Women are successfully making their strides in the industry of transport, as opposed to how things were in the past. They have proven beyond reasonable doubt that they are equally capable of handling tasks that were predominantly associated with men.

For years, women have been subjected to unwarranted exclusion and misled perceptions that they were not strong enough to carry out certain duties, as opposed to men. This kind of false views stemmed from issues such as patriarchy, lack of women empowerment programmes, social injustices as well as governing systems such as apartheid, which sought to belittle women.

Since the dawn of democracy in South Africa, women have come out to explore new horizons that they were prevented from participating in back in the days. Women have found themselves taking part in business ventures, the transport sector in particular.

The country’s transport department is in the safe hands of a woman, Dipuo Peters, who is making great strides at the moment.

One woman who rose against all odds to make her mark in the transport environment is Sarah Chomane. This inspirational woman says she started off as an Access Controller at Metrorail in 2004. She says this was a male-dominated field but she managed to stand tall and be counted among the best performers although the job was perceived to be dangerous for women.
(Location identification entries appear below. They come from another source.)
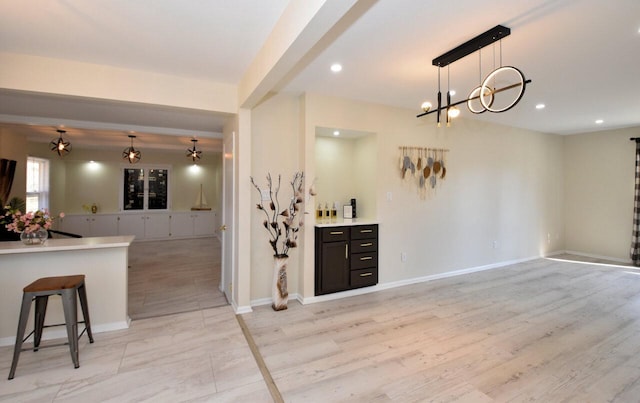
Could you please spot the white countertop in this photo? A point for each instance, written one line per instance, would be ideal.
(54, 245)
(341, 222)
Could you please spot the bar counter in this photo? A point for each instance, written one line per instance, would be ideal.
(104, 262)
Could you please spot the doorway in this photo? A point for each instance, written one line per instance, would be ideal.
(167, 277)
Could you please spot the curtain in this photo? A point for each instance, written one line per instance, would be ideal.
(635, 235)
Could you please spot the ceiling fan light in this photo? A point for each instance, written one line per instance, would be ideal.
(60, 145)
(193, 153)
(131, 154)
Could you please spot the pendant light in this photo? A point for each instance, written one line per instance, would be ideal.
(60, 145)
(131, 154)
(192, 152)
(485, 96)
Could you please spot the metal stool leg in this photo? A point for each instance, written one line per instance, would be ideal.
(41, 310)
(70, 307)
(22, 325)
(82, 293)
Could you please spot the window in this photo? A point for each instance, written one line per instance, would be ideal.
(37, 183)
(145, 189)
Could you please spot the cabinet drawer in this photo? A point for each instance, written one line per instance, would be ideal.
(333, 234)
(364, 231)
(364, 277)
(364, 260)
(364, 245)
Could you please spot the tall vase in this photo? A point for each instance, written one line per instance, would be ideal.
(279, 291)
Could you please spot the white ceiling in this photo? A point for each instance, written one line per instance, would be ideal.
(581, 55)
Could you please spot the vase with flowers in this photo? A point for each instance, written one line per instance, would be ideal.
(32, 226)
(283, 226)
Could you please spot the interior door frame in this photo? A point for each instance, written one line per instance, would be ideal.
(228, 213)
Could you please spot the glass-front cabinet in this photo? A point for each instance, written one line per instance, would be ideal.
(145, 189)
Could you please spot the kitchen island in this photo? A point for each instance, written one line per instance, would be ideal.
(104, 262)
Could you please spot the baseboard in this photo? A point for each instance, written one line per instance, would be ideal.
(61, 333)
(601, 257)
(239, 310)
(415, 280)
(268, 301)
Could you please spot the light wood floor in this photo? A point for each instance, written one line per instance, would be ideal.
(168, 277)
(540, 331)
(544, 331)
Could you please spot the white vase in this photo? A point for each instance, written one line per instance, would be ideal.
(279, 291)
(34, 238)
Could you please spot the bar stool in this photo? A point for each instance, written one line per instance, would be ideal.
(40, 290)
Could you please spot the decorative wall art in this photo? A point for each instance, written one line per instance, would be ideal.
(426, 167)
Sarah was then promoted to be Ticket Official after just six months in the job. She later became Ticket Sales Agent. Later, she was appointed as Customer Care Agent in 2006, addressing customer complaints. This was before she was appointed at the supervisory level.

Her great story was of course marred by challenges such as being undermined by commuters because of her being a woman more especially when she had to resolve challenges. Sarah maintains that she had to stand her ground and demonstrate that women were equally capable to be in charge even at supervisory level. What keeps her going is her willingness to remain resolute, study, analyse and assess the work environment and the mindset of different stakeholders before making a decision.

Sarah believes in the incredible power of education and also that all people can be what they want to be as long as they put their minds to it. She also acknowledges the importance of consulting for knowledge to help one make a sensible decision. Women of her calibre are indeed moving South Africa forward. The country needs more women like Sarah to help maintain its consistency when it comes to gender equality and women empowerment.